How does Haskell compiler infer these (list of lists) types?

Question

I'm trying to create a function that packs equal elements to a list. This is a training problem so I want to make my own sollution to work. I'm not looking for alternative ways to solve the problem, I would just like to understand why this code does not compile.

Here's the function:

pack :: Eq a => [a] -> [[a]]
pack xs = let packHelper acc [] = acc
              packHelper acc zs = let splitOff = takeWhile (\y -> y == (head zs)) zs
                                  in  packHelper ( (splitOff:acc) (drop (length splitOff) zs) )
          in  packHelper [[]] xs 

And the test case:

pack ['a', 'a', 'a', 'a', 'b', 'c', 'c', 'a', 'a', 'd', 'e', 'e', 'e', 'e']
==
["aaaa","b","cc","aa","d","eeee"]

The current implementation does not compile and gives this error:

main.hs:109:15: error:
* Couldn't match type `[a1] -> [[a1]]' with `[[a1]]'
  Expected type: [[a1]] -> [[a1]]
    Actual type: [[a1]] -> [a1] -> [[a1]]
* In the expression:
    let
      packHelper acc [] = acc
      packHelper acc zs
        = let ...
          in packHelper ((splitOff : acc) (drop (length splitOff) zs))
    in packHelper [[]] xs
  In an equation for `pack':
      pack xs
        = let
            packHelper acc [] = acc
            packHelper acc zs = ...
          in packHelper [[]] xs
* Relevant bindings include
    packHelper :: [[a1]] -> [[a1]]
      (bound at main.hs:109:15)
    |
109 | pack xs = let packHelper acc [] = acc
    |               ^^^^^^^^^^^^^^^^^^^^^^^^...

main.hs:111:52: error:
* Couldn't match expected type `[a1] -> [[a1]]'
              with actual type `[[a1]]'
* The function `splitOff : acc' is applied to one argument,
  but its type `[[a1]]' has none
  In the first argument of `packHelper', namely
    `((splitOff : acc) (drop (length splitOff) zs))'
  In the expression:
    packHelper ((splitOff : acc) (drop (length splitOff) zs))
* Relevant bindings include
    splitOff :: [a1]
      (bound at main.hs:110:39)
    zs :: [a1]
      (bound at main.hs:110:30)
    acc :: [[a1]]
      (bound at main.hs:110:26)
    packHelper :: [[a1]] -> [[a1]]
      (bound at main.hs:109:15)
    |
111 |                                   in  packHelper ( (splitOff:acc) 
(drop (length splitOff) zs) )
    |                                                    
^^^^^^^^^^^^^^^^^^^^^^^^^^^^^^^^^^^^^^^^^^

main.hs:112:15: error:
* Couldn't match expected type `[a] -> [[a]]'
              with actual type `[[a0]]'
* The function `packHelper' is applied to two arguments,
  but its type `[[a0]] -> [[a0]]' has only one
  In the expression: packHelper [[]] xs
  In the expression:
    let
      packHelper acc [] = acc
      packHelper acc zs
        = let ...
          in packHelper ((splitOff : acc) (drop (length splitOff) zs))
    in packHelper [[]] xs
* Relevant bindings include
    xs :: [a]
      (bound at main.hs:109:6)
    pack :: [a] -> [[a]]
      (bound at main.hs:109:1)
    |
112 |           in  packHelper [[]] xs 
    |               ^^^^^^^^^^^^^^^^^^

Why does the compiler expect [[a1]] -> [[a1]] and not [[a1]] -> [a1] -> [[a1]] for packHelper?

Answer 1

The problematic part is:

in  packHelper ( (splitOff:acc) (drop (length splitOff) zs) )
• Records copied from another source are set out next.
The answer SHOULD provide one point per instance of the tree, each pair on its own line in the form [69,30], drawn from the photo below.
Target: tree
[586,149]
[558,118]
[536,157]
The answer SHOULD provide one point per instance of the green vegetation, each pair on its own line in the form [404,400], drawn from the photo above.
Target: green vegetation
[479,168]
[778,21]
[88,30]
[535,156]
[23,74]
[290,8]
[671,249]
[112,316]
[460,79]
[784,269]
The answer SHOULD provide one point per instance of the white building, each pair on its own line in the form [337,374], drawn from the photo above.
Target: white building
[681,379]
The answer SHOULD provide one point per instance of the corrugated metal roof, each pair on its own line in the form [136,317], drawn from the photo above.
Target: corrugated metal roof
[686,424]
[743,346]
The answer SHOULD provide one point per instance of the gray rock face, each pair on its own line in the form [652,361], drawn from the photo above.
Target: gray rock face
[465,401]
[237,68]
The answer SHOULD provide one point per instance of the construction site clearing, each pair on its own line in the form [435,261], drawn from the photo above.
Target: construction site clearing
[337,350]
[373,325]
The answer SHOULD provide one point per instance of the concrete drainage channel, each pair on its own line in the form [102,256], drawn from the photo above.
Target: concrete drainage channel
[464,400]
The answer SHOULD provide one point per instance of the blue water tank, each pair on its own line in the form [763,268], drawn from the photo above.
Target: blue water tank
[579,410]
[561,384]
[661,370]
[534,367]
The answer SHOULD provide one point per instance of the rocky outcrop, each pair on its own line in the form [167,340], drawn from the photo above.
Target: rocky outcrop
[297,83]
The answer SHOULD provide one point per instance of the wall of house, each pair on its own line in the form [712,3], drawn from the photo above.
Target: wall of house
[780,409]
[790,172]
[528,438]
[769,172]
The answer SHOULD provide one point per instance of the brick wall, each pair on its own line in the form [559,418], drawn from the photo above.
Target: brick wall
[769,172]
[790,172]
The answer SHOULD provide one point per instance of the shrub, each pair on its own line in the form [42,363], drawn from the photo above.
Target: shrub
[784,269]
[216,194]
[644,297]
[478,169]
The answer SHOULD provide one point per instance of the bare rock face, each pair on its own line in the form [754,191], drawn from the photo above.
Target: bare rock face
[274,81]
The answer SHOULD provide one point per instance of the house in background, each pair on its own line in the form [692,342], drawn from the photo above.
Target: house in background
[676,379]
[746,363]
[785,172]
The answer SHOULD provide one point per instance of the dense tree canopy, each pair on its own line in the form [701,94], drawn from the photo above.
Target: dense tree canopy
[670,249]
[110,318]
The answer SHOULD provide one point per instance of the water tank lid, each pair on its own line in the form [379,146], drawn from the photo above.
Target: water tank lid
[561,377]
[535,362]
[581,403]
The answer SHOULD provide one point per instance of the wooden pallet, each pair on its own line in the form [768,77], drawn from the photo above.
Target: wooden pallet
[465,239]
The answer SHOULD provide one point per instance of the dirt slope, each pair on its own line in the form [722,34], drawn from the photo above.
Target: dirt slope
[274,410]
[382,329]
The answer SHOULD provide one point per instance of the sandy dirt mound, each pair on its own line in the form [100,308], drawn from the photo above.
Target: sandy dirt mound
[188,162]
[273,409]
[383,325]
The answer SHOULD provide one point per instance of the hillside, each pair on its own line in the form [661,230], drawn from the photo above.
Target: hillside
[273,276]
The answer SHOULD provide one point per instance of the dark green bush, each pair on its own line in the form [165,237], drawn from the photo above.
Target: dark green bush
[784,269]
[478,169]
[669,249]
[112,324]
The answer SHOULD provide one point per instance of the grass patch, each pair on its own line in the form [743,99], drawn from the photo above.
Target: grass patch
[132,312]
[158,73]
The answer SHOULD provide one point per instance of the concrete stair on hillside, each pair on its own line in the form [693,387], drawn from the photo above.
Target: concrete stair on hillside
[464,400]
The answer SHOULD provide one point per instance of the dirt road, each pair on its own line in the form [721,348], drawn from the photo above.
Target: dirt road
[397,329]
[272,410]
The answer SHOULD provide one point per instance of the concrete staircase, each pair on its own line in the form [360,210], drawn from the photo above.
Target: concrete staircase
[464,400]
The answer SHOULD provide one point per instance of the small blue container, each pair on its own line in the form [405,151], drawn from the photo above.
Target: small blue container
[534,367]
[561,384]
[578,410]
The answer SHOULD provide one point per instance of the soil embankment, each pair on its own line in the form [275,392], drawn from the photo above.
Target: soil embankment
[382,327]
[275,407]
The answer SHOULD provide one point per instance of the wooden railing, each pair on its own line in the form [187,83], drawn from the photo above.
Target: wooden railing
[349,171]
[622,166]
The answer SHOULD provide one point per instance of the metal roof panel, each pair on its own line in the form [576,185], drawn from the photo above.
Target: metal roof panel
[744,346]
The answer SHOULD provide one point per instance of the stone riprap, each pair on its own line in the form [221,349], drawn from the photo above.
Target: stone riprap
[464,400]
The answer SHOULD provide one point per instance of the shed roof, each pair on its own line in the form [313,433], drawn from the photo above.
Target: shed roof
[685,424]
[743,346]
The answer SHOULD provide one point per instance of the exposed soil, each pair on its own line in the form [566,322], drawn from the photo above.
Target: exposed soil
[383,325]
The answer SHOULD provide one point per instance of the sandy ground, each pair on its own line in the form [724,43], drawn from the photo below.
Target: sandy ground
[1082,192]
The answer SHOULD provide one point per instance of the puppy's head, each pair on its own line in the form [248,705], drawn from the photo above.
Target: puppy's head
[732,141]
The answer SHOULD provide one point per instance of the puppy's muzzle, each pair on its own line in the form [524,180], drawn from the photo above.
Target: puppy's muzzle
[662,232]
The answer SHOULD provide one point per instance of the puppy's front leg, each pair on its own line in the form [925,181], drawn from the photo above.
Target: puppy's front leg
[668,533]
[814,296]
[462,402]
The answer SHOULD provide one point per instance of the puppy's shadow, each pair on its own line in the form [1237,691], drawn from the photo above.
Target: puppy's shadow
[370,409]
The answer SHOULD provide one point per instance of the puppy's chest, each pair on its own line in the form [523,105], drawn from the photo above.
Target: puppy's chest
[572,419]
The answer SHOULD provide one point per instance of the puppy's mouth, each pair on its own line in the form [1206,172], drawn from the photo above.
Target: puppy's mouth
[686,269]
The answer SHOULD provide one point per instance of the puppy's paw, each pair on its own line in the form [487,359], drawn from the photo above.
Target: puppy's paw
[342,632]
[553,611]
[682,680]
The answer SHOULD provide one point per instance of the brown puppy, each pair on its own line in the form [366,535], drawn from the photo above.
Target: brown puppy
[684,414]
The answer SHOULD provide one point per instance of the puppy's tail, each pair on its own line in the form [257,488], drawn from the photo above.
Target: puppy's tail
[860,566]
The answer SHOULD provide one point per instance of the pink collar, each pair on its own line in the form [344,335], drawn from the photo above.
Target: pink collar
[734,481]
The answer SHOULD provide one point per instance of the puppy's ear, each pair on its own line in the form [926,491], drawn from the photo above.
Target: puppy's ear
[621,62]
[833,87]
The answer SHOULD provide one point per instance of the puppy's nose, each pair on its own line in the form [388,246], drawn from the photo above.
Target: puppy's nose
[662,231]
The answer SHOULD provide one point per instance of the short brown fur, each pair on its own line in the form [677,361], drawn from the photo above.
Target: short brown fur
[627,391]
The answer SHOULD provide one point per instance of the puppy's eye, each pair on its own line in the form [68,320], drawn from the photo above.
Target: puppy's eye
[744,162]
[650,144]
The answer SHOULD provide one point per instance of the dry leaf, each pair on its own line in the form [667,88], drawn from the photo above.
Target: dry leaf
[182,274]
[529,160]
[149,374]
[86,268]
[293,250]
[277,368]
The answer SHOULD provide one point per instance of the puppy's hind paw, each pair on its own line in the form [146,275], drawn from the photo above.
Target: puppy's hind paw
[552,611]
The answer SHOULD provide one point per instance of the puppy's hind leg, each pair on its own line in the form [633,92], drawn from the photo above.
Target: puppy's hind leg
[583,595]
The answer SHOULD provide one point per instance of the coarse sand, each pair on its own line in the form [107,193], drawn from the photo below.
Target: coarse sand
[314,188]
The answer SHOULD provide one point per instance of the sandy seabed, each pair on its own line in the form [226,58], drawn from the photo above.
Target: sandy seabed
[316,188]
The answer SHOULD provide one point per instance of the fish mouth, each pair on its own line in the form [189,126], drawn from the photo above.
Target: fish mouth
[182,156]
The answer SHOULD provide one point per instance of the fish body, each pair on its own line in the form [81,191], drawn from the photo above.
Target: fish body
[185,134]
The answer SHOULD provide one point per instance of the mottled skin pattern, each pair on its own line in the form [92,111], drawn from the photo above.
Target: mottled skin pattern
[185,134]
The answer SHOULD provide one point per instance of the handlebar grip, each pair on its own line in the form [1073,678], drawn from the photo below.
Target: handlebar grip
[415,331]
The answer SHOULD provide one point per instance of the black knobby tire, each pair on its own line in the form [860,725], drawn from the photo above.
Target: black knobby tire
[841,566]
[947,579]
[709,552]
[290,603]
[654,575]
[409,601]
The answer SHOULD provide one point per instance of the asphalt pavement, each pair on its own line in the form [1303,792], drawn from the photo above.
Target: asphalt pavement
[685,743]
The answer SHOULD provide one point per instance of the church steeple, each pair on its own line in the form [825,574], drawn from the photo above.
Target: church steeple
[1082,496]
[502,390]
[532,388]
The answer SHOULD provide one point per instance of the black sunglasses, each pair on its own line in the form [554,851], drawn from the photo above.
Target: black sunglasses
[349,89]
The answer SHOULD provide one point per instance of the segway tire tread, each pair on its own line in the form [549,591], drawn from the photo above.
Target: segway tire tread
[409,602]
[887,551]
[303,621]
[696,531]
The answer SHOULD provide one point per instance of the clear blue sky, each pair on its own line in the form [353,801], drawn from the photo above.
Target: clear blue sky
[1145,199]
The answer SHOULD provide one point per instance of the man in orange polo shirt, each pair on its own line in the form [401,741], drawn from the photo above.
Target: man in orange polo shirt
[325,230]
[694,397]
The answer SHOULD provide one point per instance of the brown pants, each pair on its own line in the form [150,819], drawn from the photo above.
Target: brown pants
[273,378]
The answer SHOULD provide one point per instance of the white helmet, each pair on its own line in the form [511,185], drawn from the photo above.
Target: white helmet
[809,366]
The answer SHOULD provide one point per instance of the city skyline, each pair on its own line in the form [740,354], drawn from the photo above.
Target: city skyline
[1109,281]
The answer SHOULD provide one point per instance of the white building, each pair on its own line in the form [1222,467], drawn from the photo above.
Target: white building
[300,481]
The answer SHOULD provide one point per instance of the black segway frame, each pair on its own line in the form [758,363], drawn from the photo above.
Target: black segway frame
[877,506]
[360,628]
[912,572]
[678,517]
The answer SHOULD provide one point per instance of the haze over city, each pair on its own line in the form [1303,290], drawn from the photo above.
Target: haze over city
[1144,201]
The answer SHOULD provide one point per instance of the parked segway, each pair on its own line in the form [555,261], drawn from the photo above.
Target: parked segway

Note: you have parentheses around both supposed packHelper arguments. Fix is easy:

in  packHelper (splitOff:acc) (drop (length splitOff) zs)

Then packHelper is applied to two arguments and type-checking works out.

The type-error you see is caused by GHC trying to unify

-- infered from last `in`
-- - [[]] is `[[a1]`` "some" list-of-lists
-- - [a] is the type of xs
-- - [[a]] is the result type of `pack`
packHelper :: [[a]] -> ([a] -> [[a]])

with

-- because in inner `in` packHelper is applied to one argument only,
-- but result should be [[a]], the result type of `pack`
-- first argument can be "something" so far.
packHelper :: b      -> [[a]]

So GHC get's missmatch between [a] -> [[a]] and [[a]] which it reports.

In general such errors "a -> b doesn't match b" are usually a sign that you forgot to apply an argument.